Chaining Rules (The DAG)

Last updated on 2026-02-17 | Edit this page

Overview

Questions

  • How does Snakemake connect different rules?
  • What is a DAG?
  • How does Snakemake know what to re-run?

Objectives

  • Connect two rules by matching input/output filenames.
  • Use the rule all convention.
  • Observe “Lazy Execution” in action.

Thinking Backwards


The most difficult paradigm shift when learning Snakemake is that you stop writing Imperative instructions (Step A, then Step B) and start writing Declarative goals.

In a Bash script, you say: > “Run the skimmer. Then run the plotter.”

In Snakemake, you say: > “I want the plot. To get the plot, I need the skimmed file. To get the skimmed file, I need the raw data.”

Snakemake determines the dependencies automatically by matching filenames. If Rule A outputs file.txt and Rule B takes file.txt as input, Snakemake knows Rule A must run first. This chain of dependencies is called a DAG (Directed Acyclic Graph).

Activity: Extending the Analysis


We have a rule that skims data. Now we want to count the events in that skimmed file.

Add this second rule to your Snakefile (below the first one):

PYTHON

rule count_events:
    input:
        "skimmed_data.txt" 
    output:
        "counts.txt"
    shell:
        "wc -l {input} > {output}"

Crucial Link: Notice that the input of count_events matches the output of skim_data. This is how Snakemake builds the Directed Acyclic Graph (DAG).

Running the Chain


Ask for the final result:

BASH

pixi run snakemake --cores 1 counts.txt

Snakemake realizes:

  1. You want counts.txt.
  2. count_events can produce it, but it needs skimmed_data.txt.
  3. skim_data can produce skimmed_data.txt. Plan: Run skim_data -> Run count_events.

The rule all Convention


By default, Snakemake runs the first rule it sees if you don’t specify a file. To avoid typing counts.txt every time, we add a “dummy” rule at the very top.

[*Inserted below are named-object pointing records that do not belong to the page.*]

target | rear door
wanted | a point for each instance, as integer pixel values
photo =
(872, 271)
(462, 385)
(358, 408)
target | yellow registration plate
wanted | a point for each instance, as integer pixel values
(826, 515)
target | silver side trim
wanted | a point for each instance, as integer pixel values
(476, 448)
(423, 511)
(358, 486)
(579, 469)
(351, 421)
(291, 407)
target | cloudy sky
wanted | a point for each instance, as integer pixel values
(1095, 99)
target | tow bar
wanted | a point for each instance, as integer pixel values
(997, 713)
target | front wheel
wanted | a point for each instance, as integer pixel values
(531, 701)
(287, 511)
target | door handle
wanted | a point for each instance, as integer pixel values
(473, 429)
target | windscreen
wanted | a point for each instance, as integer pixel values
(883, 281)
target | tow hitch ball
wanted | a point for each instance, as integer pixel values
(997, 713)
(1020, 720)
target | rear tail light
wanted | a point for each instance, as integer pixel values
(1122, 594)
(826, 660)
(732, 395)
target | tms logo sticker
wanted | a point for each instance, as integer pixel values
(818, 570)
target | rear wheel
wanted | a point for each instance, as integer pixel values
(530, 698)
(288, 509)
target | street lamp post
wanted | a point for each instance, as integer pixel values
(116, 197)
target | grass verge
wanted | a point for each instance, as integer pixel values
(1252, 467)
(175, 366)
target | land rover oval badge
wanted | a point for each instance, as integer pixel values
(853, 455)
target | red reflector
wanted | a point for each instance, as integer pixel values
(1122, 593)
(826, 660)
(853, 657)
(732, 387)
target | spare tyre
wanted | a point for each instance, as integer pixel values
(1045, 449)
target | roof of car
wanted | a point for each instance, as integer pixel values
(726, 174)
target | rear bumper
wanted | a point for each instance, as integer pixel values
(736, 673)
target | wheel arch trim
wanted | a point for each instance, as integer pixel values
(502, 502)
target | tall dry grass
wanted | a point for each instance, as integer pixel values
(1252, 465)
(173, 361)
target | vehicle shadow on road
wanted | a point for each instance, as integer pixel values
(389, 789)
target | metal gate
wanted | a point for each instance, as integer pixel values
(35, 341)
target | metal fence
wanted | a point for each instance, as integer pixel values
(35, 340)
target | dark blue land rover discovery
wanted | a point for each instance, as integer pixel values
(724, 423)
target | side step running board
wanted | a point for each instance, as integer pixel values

Add this to the top of your Snakefile:

PYTHON

rule all:
    input:
        "counts.txt"

Now you can simply run:

BASH

pixi run snakemake --cores 1
Challenge

Lazy Execution (The “Why”)

  1. Run pixi run snakemake --cores 1 again.

What happens?

OUTPUT

Assuming unrestricted shared filesystem usage.
host: xxxx
Building DAG of jobs...
Nothing to be done (all requested files are present and up to date).
  1. Modify the original raw data:

BASH

touch raw_data.txt

For MacOS users: some students have reported that touch does not remove the timestamp. In this case, you can remove the file and re-create it, or try to change the content.

  1. Run Snakemake again.

What happens?

When you first run the command, Snakemake checks if counts.txt exists. Since it doesn’t, it calculates the steps needed to create it. The second time you run the command, Snakemake sees that counts.txt exists and is newer than its inputs, so it does nothing.

When you “touch” raw_data.txt, you update its modification time. Snakemake notices that an input (raw_data.txt) is now strictly newer than the downstream files (skimmed_data.txt and counts.txt). It marks them as “stale” and re-runs the chain.

This is the crucial benefit for large analyses. If you had a workflow with 500 rules and you only modified the input for rule 499, Snakemake would not re-run rules 1 through 498. It selectively re-executes only the parts of the DAG that are affected by your change. In CMS terms: if you change a plotting style, you don’t have to re-run the N-tuplizer.

Key Points
  • Declarative Workflows: Unlike bash scripts where you define the order of steps, in Snakemake you define the dependencies (inputs/outputs), and Snakemake figures out the order (DAG).
  • The all Rule: It is convention to include a rule named all at the top of the workflow to define the final targets of your analysis.
  • Lazy Execution: Snakemake only re-runs a rule if the output file is missing or if the input files have changed (have a newer timestamp) since the last run.